Der Hauptantrag ist darauf gerichtet, die Freibeträge für freie Berufe nach § 18 Abs. 4 EStG zu erlangen. Nachdem das FG die Freibeträge für 1968 und 1972 gewährt hat, sind die Kläger nur noch dadurch beschwert, daß ihnen die Freibeträge von allenfalls 3 x 1 800 DM für 1969 bis 1971 nicht gewährt worden sind; aus dieser Beschwer kann sich kein Wert des Streitgegenstands von mehr als 10 000 DM ergeben; Auswirkungen auf die Gewerbesteuer sind nicht einzurechnen.

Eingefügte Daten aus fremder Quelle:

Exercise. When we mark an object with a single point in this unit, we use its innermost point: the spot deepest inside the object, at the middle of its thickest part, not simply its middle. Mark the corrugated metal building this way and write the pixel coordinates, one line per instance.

Hinsichtlich des Hilfsantrags kann dahingestellt bleiben, ob die Kläger insoweit eine Beschwer von mehr als 10 000 DM glaubhaft gemacht haben; die hilfsweise begehrte Gewinnermittlung durch Betriebsvermögensvergleich nach § 5 EStG führt nicht nur zur gewinnmindernden Passivierung von Betriebsteuerrückstellungen, sondern ggf. auch zur gewinnerhöhenden Aktivierung von Kundenforderungen und zum Ansatz eines Übergangsgewinns. Der Senat neigt dazu, einen Wert des Streitgegenstands von mehr als 10 000 DM erst dann anzunehmen, wenn die Kläger wenigstens überschlägig die Vor- und Nachteile der Gewinnermittlung aus § 5 EStG dargelegt und einen Einkommensteuervorteil von mehr als 10 000 DM glaubhaft gemacht haben. Aber auch wenn zugunsten der Kläger angenommen wird, daß der Hilfsantrag den erforderlichen Streitgegenstandswert erreicht, ist die Revision unzulässig.
Eine Erweiterung des Klageantrags im Revisionsverfahren ist unzulässig (Urteile des Bundesfinanzhofs - BFH - vom 4. April 1974 IV R 7/71, BFHE 112, 331, BStBl II 1974, 522; vom 21. April 1983 IV R 217/82, BFHE 138, 292, BStBl II 1983, 532). Dies hat zur Folge, daß der für die Zulässigkeit der Revision maßgebliche Betrag nicht höher ist als der Wert der Beschwer durch das Urteil des FG (BFH-Beschluß vom 10. August 1978 IV R 12/78, BFHE 126, 3, BStBl II 1979, 27). Eine Erweiterung des Klageantrags liegt auch darin, daß ein Hilfsantrag erstmals im Revisionsverfahren gestellt wird. Dem Revisionsgericht wird damit ein Streitstoff unterbreitet, der nicht Gegenstand des Klageverfahrens war. Etwas anderes gilt nur für den Fall, daß der Hilfsantrag keine besondere rechtliche Bedeutung hat (BFH-Urteil vom 17. Mai 1977 VII R 101/76, BFHE 122, 376, BStBl II 1977, 706). Dem Antrag auf hilfsweise Anwendung der Gewinnermittlung des § 5 EStG kommt indessen rechtliche Bedeutung zu. Das FA hatte trotz Umqualifizierung der Einkünfte die Gewinnermittlung nach § 4 Abs. 3 EStG unberührt gelassen. Gleichviel, ob dies sachlich gerechtfertigt war oder nicht, konnten die Kläger eine andere Gewinnermittlung nur im Wege des Hilfsantrags erreichen.